From: *Jason Resch* <[email protected] <mailto:[email protected]>>
On Mon, Jul 30, 2018 at 8:33 PM Bruce Kellett <[email protected] <mailto:[email protected]>> wrote:

    From: *Jason Resch* <[email protected]
    <mailto:[email protected]>>

    You can use "itself" only if this "it" can be in multiple
    locations and heading in different directions.

    That is a property of waves. But you will only ever observe a
    single photon from this wave.....


Waves/Photons, doesn't matter what you call them.

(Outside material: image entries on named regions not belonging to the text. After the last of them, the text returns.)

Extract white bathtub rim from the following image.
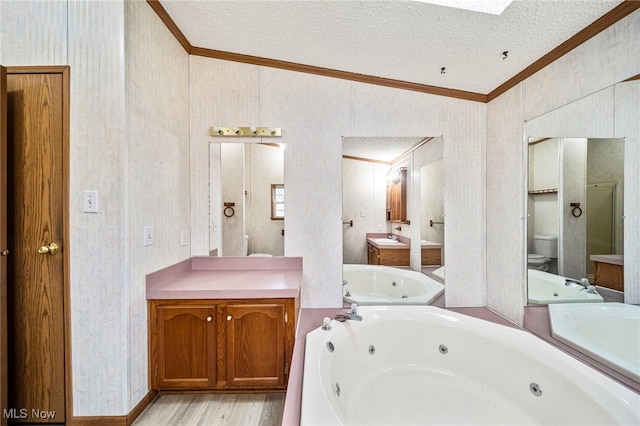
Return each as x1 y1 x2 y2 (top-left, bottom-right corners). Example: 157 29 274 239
549 302 640 382
342 263 444 306
301 306 640 425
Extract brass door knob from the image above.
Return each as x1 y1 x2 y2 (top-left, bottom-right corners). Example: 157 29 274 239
38 243 60 254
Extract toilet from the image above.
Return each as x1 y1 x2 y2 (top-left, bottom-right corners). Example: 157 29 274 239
527 235 558 272
242 234 273 257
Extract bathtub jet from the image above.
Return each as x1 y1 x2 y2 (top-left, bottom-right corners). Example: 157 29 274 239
342 264 444 306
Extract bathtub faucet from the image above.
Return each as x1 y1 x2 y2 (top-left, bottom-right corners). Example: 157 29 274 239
564 278 589 289
334 303 362 322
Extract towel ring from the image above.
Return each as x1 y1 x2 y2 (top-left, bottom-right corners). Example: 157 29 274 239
569 203 582 217
222 202 236 217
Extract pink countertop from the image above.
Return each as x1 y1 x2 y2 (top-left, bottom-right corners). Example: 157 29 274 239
147 257 302 300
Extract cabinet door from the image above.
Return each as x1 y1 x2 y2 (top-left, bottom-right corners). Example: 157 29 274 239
155 306 216 389
225 302 286 388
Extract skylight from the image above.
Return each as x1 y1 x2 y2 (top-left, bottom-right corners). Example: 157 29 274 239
416 0 513 15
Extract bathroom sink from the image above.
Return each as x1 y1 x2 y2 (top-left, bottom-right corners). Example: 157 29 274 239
372 238 400 244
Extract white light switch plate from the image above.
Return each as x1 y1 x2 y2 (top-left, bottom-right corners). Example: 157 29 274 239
82 191 98 213
142 226 153 247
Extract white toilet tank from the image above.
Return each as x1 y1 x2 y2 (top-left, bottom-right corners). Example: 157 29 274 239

Within the quantum computer this wave/photon is simultaneously in many different locations/doing many different things, performing computations and doing useful work using all of its separate superposed instances of itself.  Once it's done doing all this work it settles down on a final value which we can read.  And it will be correct, and may have finished an enormous computation in a short period of time, if and only if, it did in fact split up and do all these independent things simultaneously.

Or you can view the action of a quantum computer as a simple interference effect. Incorrect solutions to the algorithm destructively interfere. You don't have to introduce ideas such as 'being in different locations and doing different things.' It is just simple interference in a wave. (And it is all in one world, because interference can only occur within the one world.)



    On that we agree.  But where did those other photons come from?
    How did they get to be in different positions going in different
    directions?

    They aren't.


How do do you explain the experiment with beam splitters and recombining light at a half silvered mirror to interfere and only be reflected one way?

Photons have both wave-like and particle-like properties. That is quantum physics.

So do you accept or reject that this "wave" can be in different places simultaneously?

A wave is not a localized object, so the same wave can extend to different locations.